Se tivermos na mente a concepção evolucionista simplória herdada de certo círculo gnóstico medieval que pregava ser a história um contínuo ascendente linear, assim como a vida humana, e também cada aprendizado menor da vida humana, estaremos em maus lençóis. E, a capacitação inicial que damos aos novos ypsilonianos é uma violência.
Preparo-me para ser chacota dos mestres do teatro e do clown ao dizer o que vou dizer. Em mais ou menos quarenta horas iniciamos os meninos e meninas na teoria do jogo teatral, na assunção do personagem em cena, no exercício da contra-cenação, no desafio da improvisação, na apresentação da máscara, em sua grandeza mística, em sua corrupção profana, no seu apequenamento artístico para o cômico, nas noções de sublime e grotesco, na maquiagem e na figurinização de si para revelar-se palhaço. Quarenta horas.
- 40.
Desculpem-me, senhores. Sei que isso leva uma vida. Há famílias de palhaço tradicionais que vão favorecendo o desabrochar do descendente de palhaço desde o berço. Vendo como ele se move, como se levanta, como cai, como corre, etc. Fora das tradições, secularizados, encontramos artistas que se esmeram na aquisição das virtudes do ator em palco, interpretando textos, das escolas mais diversas, para só então se jogar ao improviso, e daí ao palhaço. Leva-se em torno de cinco anos.
- 40, horas.
Então, eis minha primeira explicação. Não acredito em evolução linear. De dramas a história é feita. Guerras e Paz e Guerras. Há quem reconheça o ridículo e a fragilidade humana para superar qualquer conflito histórico e acrescenta os deuses para permitir os finais. Outros contam a história a partir de homens e mulheres heróicos, e nos tornam deuses. Não sem sangue, não sem dor, não sem morte. Aqui e acolá, uma pitada de ressurreição. O amor, e toda a incongruência dele, contudo, sempre está presente. E ao contrário de ser um alívio, muitas vezes torna-se mais um capítulo da angústia. Se aparece trazendo felicidade, como não encarar o seu espelho mais sombrio: a perda do ser amado, pela morte ou pela traição?
A história é, quando muito, uma espiral. Se é que aprendemos alguma coisa e crescemos, e acredito que sim, aprendemos e crescemos, como crescem os concertos, isto se dá eivado de conflitos. Mas, sempre se dá a partir de um início. Debatemo-nos entre a sombra e a luz. No choque dos contrários, forjada é a nossa personalidade. Metal, fogo, água e martelo.
A capacitação inicial do Y é o início, um começo complexo, confuso, intenso.
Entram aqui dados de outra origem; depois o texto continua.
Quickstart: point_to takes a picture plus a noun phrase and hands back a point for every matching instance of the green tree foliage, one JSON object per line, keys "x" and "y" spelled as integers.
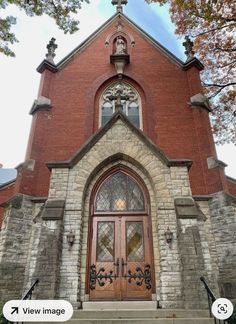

Há quem termine feliz, e há quem queira chorar. Ninguém termina o mesmo. Onde terminará? Só vi duas saídas nestes onze anos de projeto: a desistência e a paciência. Viver o nascimento de si para a arte em meio a um universo de ciência é, no mínimo, problemático. Perturbador é viver o nascimento de si para a arte em meio a outros oito nascimentos.
Mas, é isso, criança: nascimento. Peço paciência. Nada do que um dia após o outro. Peço, então, trezentos e sessenta e cinco, e nos encontrarmos ao final. A pelugem terá caído, sua miopia diminuído, as pernas estarão menos trôpegas. Quando voltar para a corda, e atravessar só mais uma vez, olharei em seus olhos e perguntarei: e então?